Denver classification of chromosomes as a basis for karyotyping

All living organisms contain a certain set of genetic material in the nuclei of cells. In eukaryotic cells it is represented by chromosomes. For convenience of the account and scientific researches the karyotype is systematized by means of various techniques. Let's get acquainted with the methods of ordering genetic material on the example of human chromosomes.

Classification of human chromosomes

Karyotype is a chromosome set (diploid), located in any of the body's somatic cells. It is characteristic of the given organism and is the same in all cells, with the exception of sex.

Chromosomes in karyotype are:

• Autosomes, do not differ in individuals of different sexes;
• Sex (heterochromosomes), differ in structure in individuals of different sexes.

The cells of the human body contain 46 strands of DNA, 22 of them are autosomes and one is genital. This is a diploid 2n set of genetic material. The pair of heterochromosomes in women is designated XX, in men XY, the karyotype designation, respectively, 44 + XX and 44 + XY.

In the gametes (gametes) there is a haploid or single 1n DNA set. Egg cells contain 22 autosomes and one X chromosome, spermatozoa - 22 autosomes and one of the heterochromosomes, X or Y.

Why is chromosome identification and classification necessary?

Denver and Parisian classification systems of hereditary material, widely used in the scientific community, are designed to unify and generalize the notion of a karyotype. A general approach is needed for the correct presentation and interpretation of research results in the field of genetics, karyosystematics, and selection.

Schematically, the karyotype is represented by an ideogram - a sequence of systematized and descending chromosomes. The ideogram reflects not only the dimensions of spiraled DNA, but also some morphological characteristics, as well as features of their primary structure (regions of hetero- and euchromatin).

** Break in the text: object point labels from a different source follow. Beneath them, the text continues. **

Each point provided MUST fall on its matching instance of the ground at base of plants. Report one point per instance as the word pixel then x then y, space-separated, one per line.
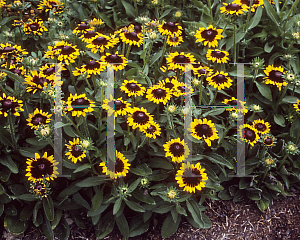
pixel 230 220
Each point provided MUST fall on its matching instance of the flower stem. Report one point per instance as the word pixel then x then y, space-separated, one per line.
pixel 200 91
pixel 248 16
pixel 283 160
pixel 282 95
pixel 85 126
pixel 128 51
pixel 163 53
pixel 73 124
pixel 12 130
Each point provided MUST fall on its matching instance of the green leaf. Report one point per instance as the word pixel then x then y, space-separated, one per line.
pixel 169 227
pixel 215 158
pixel 105 19
pixel 97 199
pixel 93 55
pixel 14 224
pixel 130 11
pixel 195 212
pixel 160 163
pixel 134 206
pixel 91 181
pixel 117 206
pixel 155 57
pixel 81 201
pixel 230 42
pixel 82 167
pixel 5 137
pixel 48 208
pixel 264 90
pixel 13 76
pixel 279 119
pixel 28 152
pixel 271 12
pixel 289 99
pixel 8 162
pixel 256 18
pixel 123 226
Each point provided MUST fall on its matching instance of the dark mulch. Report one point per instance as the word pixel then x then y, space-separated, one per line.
pixel 230 220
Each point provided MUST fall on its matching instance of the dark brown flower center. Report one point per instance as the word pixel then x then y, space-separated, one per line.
pixel 7 104
pixel 209 34
pixel 90 34
pixel 181 59
pixel 276 76
pixel 220 78
pixel 233 7
pixel 218 54
pixel 159 93
pixel 34 27
pixel 192 177
pixel 177 149
pixel 268 141
pixel 203 129
pixel 8 49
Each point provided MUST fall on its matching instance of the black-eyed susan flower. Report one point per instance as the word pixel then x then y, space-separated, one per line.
pixel 88 36
pixel 91 67
pixel 240 105
pixel 181 89
pixel 191 177
pixel 132 88
pixel 10 104
pixel 37 80
pixel 204 129
pixel 153 130
pixel 117 106
pixel 132 38
pixel 139 118
pixel 200 69
pixel 40 188
pixel 119 60
pixel 82 28
pixel 174 41
pixel 255 3
pixel 177 150
pixel 38 118
pixel 297 105
pixel 268 140
pixel 275 76
pixel 79 105
pixel 55 5
pixel 170 29
pixel 219 80
pixel 75 153
pixel 121 167
pixel 261 126
pixel 64 52
pixel 40 167
pixel 158 94
pixel 170 83
pixel 248 134
pixel 209 36
pixel 7 50
pixel 178 60
pixel 217 56
pixel 234 8
pixel 34 27
pixel 95 22
pixel 101 42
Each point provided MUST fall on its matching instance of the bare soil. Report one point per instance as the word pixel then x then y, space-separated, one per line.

Using the analysis of these graphs, the degree of kinship between different systematic groups of organisms is established.

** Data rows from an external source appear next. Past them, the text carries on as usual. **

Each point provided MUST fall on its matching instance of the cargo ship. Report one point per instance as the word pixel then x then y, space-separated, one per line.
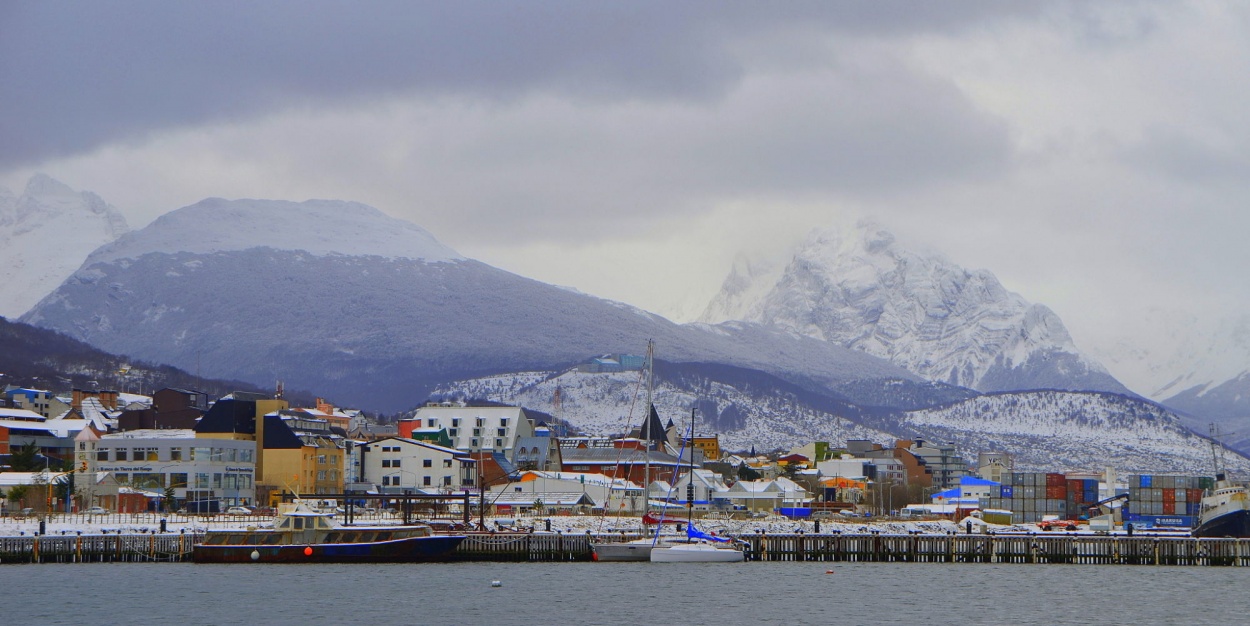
pixel 1225 511
pixel 304 535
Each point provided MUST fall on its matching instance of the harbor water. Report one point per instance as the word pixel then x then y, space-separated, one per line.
pixel 593 594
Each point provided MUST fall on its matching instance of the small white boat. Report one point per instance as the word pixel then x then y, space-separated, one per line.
pixel 635 550
pixel 698 552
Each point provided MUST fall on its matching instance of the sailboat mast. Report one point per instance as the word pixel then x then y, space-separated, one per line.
pixel 646 427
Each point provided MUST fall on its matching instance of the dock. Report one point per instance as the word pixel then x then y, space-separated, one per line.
pixel 828 547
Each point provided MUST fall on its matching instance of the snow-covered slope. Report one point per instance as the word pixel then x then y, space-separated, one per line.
pixel 339 298
pixel 764 412
pixel 1194 365
pixel 319 228
pixel 1041 430
pixel 1063 430
pixel 45 234
pixel 925 314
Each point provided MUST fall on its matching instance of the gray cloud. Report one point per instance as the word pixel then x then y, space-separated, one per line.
pixel 83 74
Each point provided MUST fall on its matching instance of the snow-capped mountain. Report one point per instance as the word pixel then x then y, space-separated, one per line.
pixel 925 314
pixel 1041 430
pixel 744 409
pixel 1198 366
pixel 45 234
pixel 338 296
pixel 1046 430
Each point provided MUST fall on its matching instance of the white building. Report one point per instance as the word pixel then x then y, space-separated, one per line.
pixel 493 429
pixel 399 464
pixel 198 470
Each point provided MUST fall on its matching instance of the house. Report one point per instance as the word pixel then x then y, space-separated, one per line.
pixel 175 461
pixel 40 401
pixel 620 459
pixel 554 490
pixel 475 427
pixel 400 464
pixel 766 495
pixel 706 491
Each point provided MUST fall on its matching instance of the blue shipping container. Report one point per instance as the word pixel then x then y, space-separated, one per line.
pixel 1161 521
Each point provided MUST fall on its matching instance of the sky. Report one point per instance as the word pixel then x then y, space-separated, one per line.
pixel 1095 156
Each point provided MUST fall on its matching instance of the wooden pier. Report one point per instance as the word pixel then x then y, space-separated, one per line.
pixel 846 547
pixel 79 549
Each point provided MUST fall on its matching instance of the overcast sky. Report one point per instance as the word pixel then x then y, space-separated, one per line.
pixel 1094 155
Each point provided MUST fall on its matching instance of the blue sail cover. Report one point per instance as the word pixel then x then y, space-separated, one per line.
pixel 693 534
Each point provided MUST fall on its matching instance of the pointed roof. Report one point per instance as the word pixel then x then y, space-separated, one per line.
pixel 653 430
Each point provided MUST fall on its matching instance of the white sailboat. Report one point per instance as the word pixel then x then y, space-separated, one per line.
pixel 638 549
pixel 698 546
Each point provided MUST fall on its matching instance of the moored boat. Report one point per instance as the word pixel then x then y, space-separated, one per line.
pixel 304 535
pixel 1225 511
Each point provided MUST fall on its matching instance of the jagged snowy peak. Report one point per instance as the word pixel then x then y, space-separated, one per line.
pixel 1185 352
pixel 45 234
pixel 861 290
pixel 763 412
pixel 374 320
pixel 1060 430
pixel 315 226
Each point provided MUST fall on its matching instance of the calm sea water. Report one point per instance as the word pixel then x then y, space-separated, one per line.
pixel 574 594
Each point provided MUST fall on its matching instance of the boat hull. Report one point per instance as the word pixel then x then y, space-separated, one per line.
pixel 696 554
pixel 409 550
pixel 1235 524
pixel 621 551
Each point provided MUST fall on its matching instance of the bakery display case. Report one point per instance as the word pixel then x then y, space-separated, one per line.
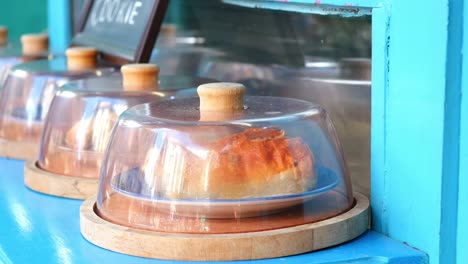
pixel 218 170
pixel 80 122
pixel 97 49
pixel 28 92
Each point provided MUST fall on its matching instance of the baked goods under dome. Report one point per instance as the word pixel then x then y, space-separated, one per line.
pixel 193 165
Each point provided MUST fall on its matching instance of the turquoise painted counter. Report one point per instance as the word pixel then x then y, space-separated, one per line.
pixel 37 228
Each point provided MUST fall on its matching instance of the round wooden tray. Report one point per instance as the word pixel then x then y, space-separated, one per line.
pixel 216 247
pixel 58 185
pixel 18 150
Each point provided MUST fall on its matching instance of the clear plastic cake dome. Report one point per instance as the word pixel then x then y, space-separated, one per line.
pixel 29 89
pixel 223 163
pixel 32 47
pixel 83 113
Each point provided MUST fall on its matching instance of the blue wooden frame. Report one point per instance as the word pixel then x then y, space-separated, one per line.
pixel 60 25
pixel 419 150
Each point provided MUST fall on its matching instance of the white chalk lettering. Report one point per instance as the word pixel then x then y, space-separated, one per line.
pixel 115 11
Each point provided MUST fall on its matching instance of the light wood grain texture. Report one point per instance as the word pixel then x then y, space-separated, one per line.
pixel 140 77
pixel 81 58
pixel 58 185
pixel 220 101
pixel 216 247
pixel 18 150
pixel 34 43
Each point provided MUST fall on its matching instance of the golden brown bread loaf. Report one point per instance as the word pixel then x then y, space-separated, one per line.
pixel 258 162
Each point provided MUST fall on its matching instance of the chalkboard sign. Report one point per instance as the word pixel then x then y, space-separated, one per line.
pixel 122 30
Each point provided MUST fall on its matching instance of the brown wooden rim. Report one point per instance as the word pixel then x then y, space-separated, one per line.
pixel 217 247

In a karyotype, there may be pairs of autosomes, practically identical in size, which makes it difficult to locate and number them correctly. Let us consider what parameters take into account the Denver and Parisian classification of human chromosomes.

The results of the conference in Denver, 1960

In that year, a conference on human chromosomes was held in Denver, USA. Various approaches to the systematization of chromosomes (in terms of size, position of centromeres, areas with different degrees of spiralization, etc.) have been combined into a single system.

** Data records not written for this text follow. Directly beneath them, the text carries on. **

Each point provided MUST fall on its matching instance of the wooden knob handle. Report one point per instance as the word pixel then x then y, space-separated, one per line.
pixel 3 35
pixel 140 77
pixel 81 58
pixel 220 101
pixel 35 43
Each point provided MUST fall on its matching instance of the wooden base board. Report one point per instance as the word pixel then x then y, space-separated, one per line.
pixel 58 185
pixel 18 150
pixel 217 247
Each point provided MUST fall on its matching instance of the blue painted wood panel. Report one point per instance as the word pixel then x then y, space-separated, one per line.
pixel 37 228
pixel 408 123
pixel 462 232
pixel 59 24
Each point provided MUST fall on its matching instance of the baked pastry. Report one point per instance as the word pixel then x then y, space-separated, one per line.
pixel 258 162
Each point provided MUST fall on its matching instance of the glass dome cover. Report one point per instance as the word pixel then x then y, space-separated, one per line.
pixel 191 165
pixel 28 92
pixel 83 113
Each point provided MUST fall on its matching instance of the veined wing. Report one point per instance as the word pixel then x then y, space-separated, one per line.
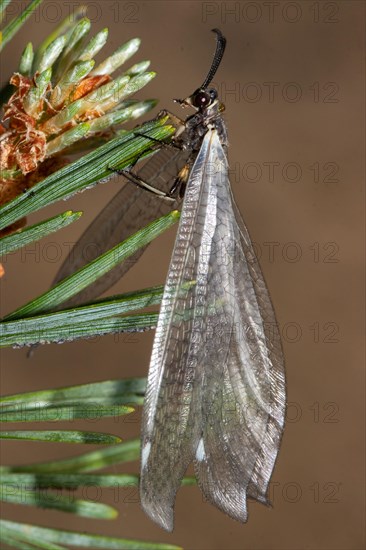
pixel 214 394
pixel 129 210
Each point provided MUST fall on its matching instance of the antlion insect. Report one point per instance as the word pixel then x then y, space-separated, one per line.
pixel 216 384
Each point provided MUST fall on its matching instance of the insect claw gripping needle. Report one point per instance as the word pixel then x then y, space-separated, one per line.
pixel 216 384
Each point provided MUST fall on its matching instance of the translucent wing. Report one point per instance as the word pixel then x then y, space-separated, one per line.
pixel 215 390
pixel 129 210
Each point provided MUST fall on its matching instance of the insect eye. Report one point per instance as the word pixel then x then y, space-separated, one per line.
pixel 201 99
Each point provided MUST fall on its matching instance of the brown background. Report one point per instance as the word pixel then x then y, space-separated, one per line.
pixel 315 273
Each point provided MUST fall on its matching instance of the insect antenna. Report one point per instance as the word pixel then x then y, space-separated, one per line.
pixel 220 48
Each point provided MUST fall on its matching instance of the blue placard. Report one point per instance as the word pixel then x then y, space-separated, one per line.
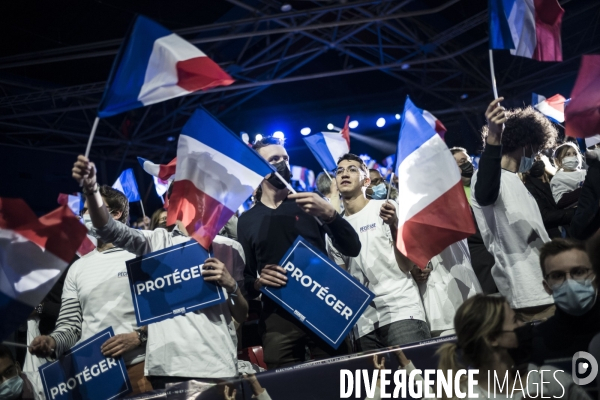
pixel 169 282
pixel 84 373
pixel 321 295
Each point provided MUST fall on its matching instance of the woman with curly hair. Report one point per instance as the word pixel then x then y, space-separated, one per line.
pixel 508 216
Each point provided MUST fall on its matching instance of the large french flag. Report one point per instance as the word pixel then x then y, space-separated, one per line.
pixel 528 28
pixel 582 115
pixel 433 211
pixel 33 254
pixel 216 173
pixel 328 147
pixel 154 65
pixel 553 107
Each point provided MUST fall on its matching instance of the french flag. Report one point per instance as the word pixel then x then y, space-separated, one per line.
pixel 528 28
pixel 433 211
pixel 328 147
pixel 435 123
pixel 553 108
pixel 582 114
pixel 216 173
pixel 33 255
pixel 155 65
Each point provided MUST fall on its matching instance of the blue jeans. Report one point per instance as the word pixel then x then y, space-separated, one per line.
pixel 395 334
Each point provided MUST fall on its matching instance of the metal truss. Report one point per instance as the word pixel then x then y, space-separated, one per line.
pixel 269 47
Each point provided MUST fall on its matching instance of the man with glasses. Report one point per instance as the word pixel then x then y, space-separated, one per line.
pixel 570 279
pixel 507 215
pixel 396 315
pixel 14 384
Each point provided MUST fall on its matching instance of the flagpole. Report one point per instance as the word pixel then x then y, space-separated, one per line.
pixel 390 187
pixel 291 189
pixel 13 344
pixel 493 73
pixel 142 205
pixel 91 139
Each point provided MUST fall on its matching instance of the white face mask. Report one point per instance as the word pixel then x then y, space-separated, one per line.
pixel 571 163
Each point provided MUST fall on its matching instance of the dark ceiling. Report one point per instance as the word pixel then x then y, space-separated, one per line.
pixel 309 66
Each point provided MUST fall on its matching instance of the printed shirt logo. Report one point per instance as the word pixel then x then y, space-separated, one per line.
pixel 369 227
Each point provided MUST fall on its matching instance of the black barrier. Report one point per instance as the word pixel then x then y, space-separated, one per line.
pixel 314 380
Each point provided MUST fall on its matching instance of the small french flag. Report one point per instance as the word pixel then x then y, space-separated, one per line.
pixel 553 108
pixel 34 252
pixel 155 65
pixel 328 147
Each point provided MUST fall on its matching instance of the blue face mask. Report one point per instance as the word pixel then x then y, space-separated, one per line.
pixel 11 388
pixel 575 298
pixel 526 162
pixel 379 192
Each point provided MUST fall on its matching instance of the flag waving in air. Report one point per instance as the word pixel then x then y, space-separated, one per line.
pixel 528 28
pixel 155 65
pixel 216 173
pixel 433 211
pixel 328 147
pixel 553 108
pixel 33 255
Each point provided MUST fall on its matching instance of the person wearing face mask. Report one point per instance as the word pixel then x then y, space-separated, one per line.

The decision of the conference was the so-called Denver classification of human chromosomes. This system is guided by the principles:

1. All human autosomes are numbered in order from 1 to 22 as their length decreases, and the X and Y symbols are assigned to the sex chromatids.
2. Chromosomes of the karyotype are divided into 7 groups, taking into account the position of the centromere, the presence of satellites and secondary constrictions on the chromatids.
3. To simplify the classification, a centromeric index is used, which is calculated by dividing the length of the short arm by the entire length of the chromosome and expressed as a percentage.

Denver classification of chromosomes is universally recognized in the world scientific community.

Groups of chromosomes and their characteristics

The Denver classification of chromosomes includes seven groups in which the autosomes are arranged in order of numbering, but are distributed unevenly in number. This is due to the characteristics by which they are divided into groups. More about this in the table.

As you can see, the Denver classification of chromosomes is based on the analysis of morphology without any manipulation of DNA.

Paris Classification of Human Chromosomes

This classification, introduced since 1971, is based on the methods of differential chromatin staining. As a result of routine coloring, all chromatids acquire their own pattern from light and dark bands, so that they are easily identified within groups.

When processing chromosomes with different dyes, individual segments are identified:

• Q-segments of chromosomes fluoresce as a result of application of the acrylic-mustard dye.
• G-segments appear after staining using Giemsa method (coincide with Q-segments).
• The coloration of R-segments is preceded by controlled thermal denaturation.

To indicate the locations of genes on chromosomes, additional designations are introduced:

1. The long arm of the chromosome is indicated by the lowercase letter q, the short one by the lowercase p.
2. Inside the shoulder, up to 4 regions are identified, which are numbered from the centromere to the telomeric end.
3. The numbering of bands within the regions also goes in the direction from the centromere.

If the position of the gene in the chromosome is known precisely, its coordinate is the band index. When the localization of the gene is less certain, it is indicated as being in a long or short arm.

For an accurate mapping of chromosomes, the study of mutagenesis and hybridization by any one technique is indispensable. Denver classification of chromosomes and Parisian in this case are inextricably linked and complement each other.